[<prev] [next>] [<thread-prev] [thread-next>] [day] [month] [year] [list]
Message-ID: <202601042317.3h1kg7NS-lkp@intel.com>
Date: Sun, 4 Jan 2026 23:41:04 +0100
From: kernel test robot <lkp@...el.com>
To: Haoxiang Li <lihaoxiang@...c.iscas.ac.cn>, Felix.Kuehling@....com,
alexander.deucher@....com, christian.koenig@....com,
airlied@...il.com, simona@...ll.ch
Cc: oe-kbuild-all@...ts.linux.dev, amd-gfx@...ts.freedesktop.org,
dri-devel@...ts.freedesktop.org, linux-kernel@...r.kernel.org,
Haoxiang Li <lihaoxiang@...c.iscas.ac.cn>
Subject: Re: [PATCH] drm/amdkfd: fix a memory leak in
device_queue_manager_init()
Hi Haoxiang,
kernel test robot noticed the following build errors:
[auto build test ERROR on drm-misc/drm-misc-next]

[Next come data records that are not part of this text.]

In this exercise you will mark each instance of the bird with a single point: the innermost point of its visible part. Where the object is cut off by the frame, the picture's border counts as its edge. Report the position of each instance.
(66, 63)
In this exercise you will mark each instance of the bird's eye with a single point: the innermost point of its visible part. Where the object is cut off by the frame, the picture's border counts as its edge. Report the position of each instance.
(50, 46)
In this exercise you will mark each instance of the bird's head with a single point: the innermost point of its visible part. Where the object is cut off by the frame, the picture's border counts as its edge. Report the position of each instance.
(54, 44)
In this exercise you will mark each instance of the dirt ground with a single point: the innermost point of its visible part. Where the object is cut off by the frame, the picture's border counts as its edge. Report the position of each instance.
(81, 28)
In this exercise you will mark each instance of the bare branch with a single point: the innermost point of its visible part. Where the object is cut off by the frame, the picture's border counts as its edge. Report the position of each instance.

[also build test ERROR on linus/master v6.19-rc3 next-20251219]
[If your patch is applied to the wrong git tree, kindly drop us a note.
And when submitting patch, we suggest to use '--base' as documented in
https://git-scm.com/docs/git-format-patch#_base_tree_information]
url: https://github.com/intel-lab-lkp/linux/commits/Haoxiang-Li/drm-amdkfd-fix-a-memory-leak-in-device_queue_manager_init/20260104-211645
base: https://gitlab.freedesktop.org/drm/misc/kernel.git drm-misc-next
patch link: https://lore.kernel.org/r/20260104131532.3978895-1-lihaoxiang%40isrc.iscas.ac.cn
patch subject: [PATCH] drm/amdkfd: fix a memory leak in device_queue_manager_init()
config: x86_64-rhel-9.4-ltp (https://download.01.org/0day-ci/archive/20260104/202601042317.3h1kg7NS-lkp@intel.com/config)
compiler: gcc-14 (Debian 14.2.0-19) 14.2.0
reproduce (this is a W=1 build): (https://download.01.org/0day-ci/archive/20260104/202601042317.3h1kg7NS-lkp@intel.com/reproduce)
If you fix the issue in a separate patch/commit (i.e. not just a new version of
the same patch/commit), kindly add following tags
| Reported-by: kernel test robot <lkp@...el.com>
| Closes: https://lore.kernel.org/oe-kbuild-all/202601042317.3h1kg7NS-lkp@intel.com/
All error/warnings (new ones prefixed by >>):
drivers/gpu/drm/amd/amdgpu/../amdkfd/kfd_device_queue_manager.c: In function 'device_queue_manager_init':
>> drivers/gpu/drm/amd/amdgpu/../amdkfd/kfd_device_queue_manager.c:3046:17: error: implicit declaration of function 'deallocate_hiq_sdma_mqd'; did you mean 'allocate_hiq_sdma_mqd'? [-Wimplicit-function-declaration]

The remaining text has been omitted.